Evidence versus Experience

As my blog research has continued, my desire for answers concerning this difference, or whatever you wish to call it, continues to grow. I no longer want a better understanding of why women engage in this practice, I need a better understanding. What does it do for them, and how does it allow them to see themselves? What is it they truly see behind the bones jutting from their skin?

In my efforts to find deeper understanding, I came across a certified nutrionalist who earned her PHD from Colombia University. Of course it was great to learn the perspective of a nutritionalist, but it was even greater to learn that of a nutritionalist who once allowed herself to be a part of the disease. Yes, the woman who graduated from Colombia University was also anorexic for the first three years of her undergraduate schooling. Ironically, her infatuation with anorexia directed her towards psychology and anthropology and ultimately resulted in her PHD and career in nutrition. As she was so willing to share with me some of her deepest secrets, I must respect her wishes to remain anonymous. The interview that I thought was going to bring me dry scientific reasoning actually brought me to greater understand this psychological mystery.

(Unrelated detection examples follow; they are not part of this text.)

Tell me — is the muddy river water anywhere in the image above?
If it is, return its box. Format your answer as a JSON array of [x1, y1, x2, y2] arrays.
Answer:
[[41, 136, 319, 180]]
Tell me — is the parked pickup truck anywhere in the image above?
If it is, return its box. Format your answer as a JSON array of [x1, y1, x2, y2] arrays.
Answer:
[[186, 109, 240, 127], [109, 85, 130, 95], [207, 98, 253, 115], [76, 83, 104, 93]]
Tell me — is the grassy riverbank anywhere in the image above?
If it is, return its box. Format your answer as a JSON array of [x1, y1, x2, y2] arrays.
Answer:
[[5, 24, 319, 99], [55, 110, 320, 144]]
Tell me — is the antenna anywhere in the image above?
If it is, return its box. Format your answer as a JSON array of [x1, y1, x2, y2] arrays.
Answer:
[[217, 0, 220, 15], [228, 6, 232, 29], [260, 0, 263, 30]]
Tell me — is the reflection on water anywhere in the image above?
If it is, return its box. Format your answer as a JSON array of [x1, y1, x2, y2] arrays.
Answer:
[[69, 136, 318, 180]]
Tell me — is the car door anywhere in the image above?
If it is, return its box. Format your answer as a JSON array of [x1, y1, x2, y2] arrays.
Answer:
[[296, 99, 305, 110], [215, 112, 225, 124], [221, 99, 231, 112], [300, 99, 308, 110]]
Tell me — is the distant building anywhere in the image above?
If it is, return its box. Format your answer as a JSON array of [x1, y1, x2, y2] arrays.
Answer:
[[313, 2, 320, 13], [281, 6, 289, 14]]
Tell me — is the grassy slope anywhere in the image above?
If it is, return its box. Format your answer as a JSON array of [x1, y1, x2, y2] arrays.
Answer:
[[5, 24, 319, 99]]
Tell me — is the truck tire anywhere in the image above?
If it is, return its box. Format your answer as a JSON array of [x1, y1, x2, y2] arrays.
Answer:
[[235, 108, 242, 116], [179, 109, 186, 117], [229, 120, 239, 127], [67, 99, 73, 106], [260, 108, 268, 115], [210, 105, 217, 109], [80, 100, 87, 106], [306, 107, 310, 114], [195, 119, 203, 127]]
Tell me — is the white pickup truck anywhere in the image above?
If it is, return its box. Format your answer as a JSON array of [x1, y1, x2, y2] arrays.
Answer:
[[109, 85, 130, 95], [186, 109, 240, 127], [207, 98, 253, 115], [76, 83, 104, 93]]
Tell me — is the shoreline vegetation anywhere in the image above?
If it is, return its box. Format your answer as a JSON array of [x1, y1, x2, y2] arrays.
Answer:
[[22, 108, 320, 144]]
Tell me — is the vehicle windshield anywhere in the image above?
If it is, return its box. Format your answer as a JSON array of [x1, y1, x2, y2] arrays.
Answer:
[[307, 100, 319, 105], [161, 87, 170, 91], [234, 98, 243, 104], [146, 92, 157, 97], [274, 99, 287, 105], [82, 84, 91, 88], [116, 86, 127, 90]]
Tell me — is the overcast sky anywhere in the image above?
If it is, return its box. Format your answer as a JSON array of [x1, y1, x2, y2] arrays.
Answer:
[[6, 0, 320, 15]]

The first thing she made clear was that at any point someone with an underlying self-hate can become an anorexic. They need not be aware of their psychological discord in order to feel a need for control in their lives. “For the most part,” she said, “anorexia results from a very deep need to feel perfect or accepted. It results from self-esteem issues, most likely originating from a dysfunctional family, but not just your average dysfunction, it is very particular.” It was at this point in the interview where the nutritionalist I was speaking to turned into a real person; a person with experience. She said, “My mother was a control freak. She wasn’t a very nurturing mother, and she was very focused and driven on task orientation…emotions were never important to her. You are usually lacking a good mother when you have anorexia. You know, one that is nurturing.” When she came back from college, she said, her mother told her she was getting pudgy. The once state-ranked athlete was turning “fat.” She didn’t know about dieting, or eating foods with high nutritional value, so in college she ate like she did when she was a competing athlete. How her mother told her she was pudgy is still a mystery to me. She weighed 118 pounds and was 5’4”. Those are extremely close to my dimensions, and to think of myself, as being fat seems completely ridiculous. But even with the body of a healthy 19-year old, this woman was starting to see herself as obese. She actually looked in the mirror and saw fat. She poked at the curves in her body and saw hate. She hated herself.